SVC: 0.9230769230769231


## Step 7: Save the model in a pickle file

As logistic_model_cv gave us the highest accuracy we'll go with it and save it to pickle file.
We save our model to pickle files so that when we want to perform predictions on unseen data, we don't have to train our model again. Any object in python can be pickled so that it can be saved on disk. What pickle does is that it “serializes” the object first before writing it to file.
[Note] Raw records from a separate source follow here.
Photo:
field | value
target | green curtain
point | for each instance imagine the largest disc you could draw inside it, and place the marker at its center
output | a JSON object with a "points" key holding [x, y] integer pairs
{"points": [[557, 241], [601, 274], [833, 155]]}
Pickling is a way to convert a python object (list, dict, etc.) into a character stream. 

In [25]:
with open('../Model Testing/ml-chatbot-backend/model.pkl','wb') as f:
        pickle.dump(cleaning, f)
        pickle.dump(preprocessing, f)
        pickle.dump(vectorizer,f)
        pickle.dump(model, f)


## Summary

The project has been created to help people understand the complete process of machine learning / data science modeling. These steps ensure that you won't miss out any information in the data set and would also help another person understand your work.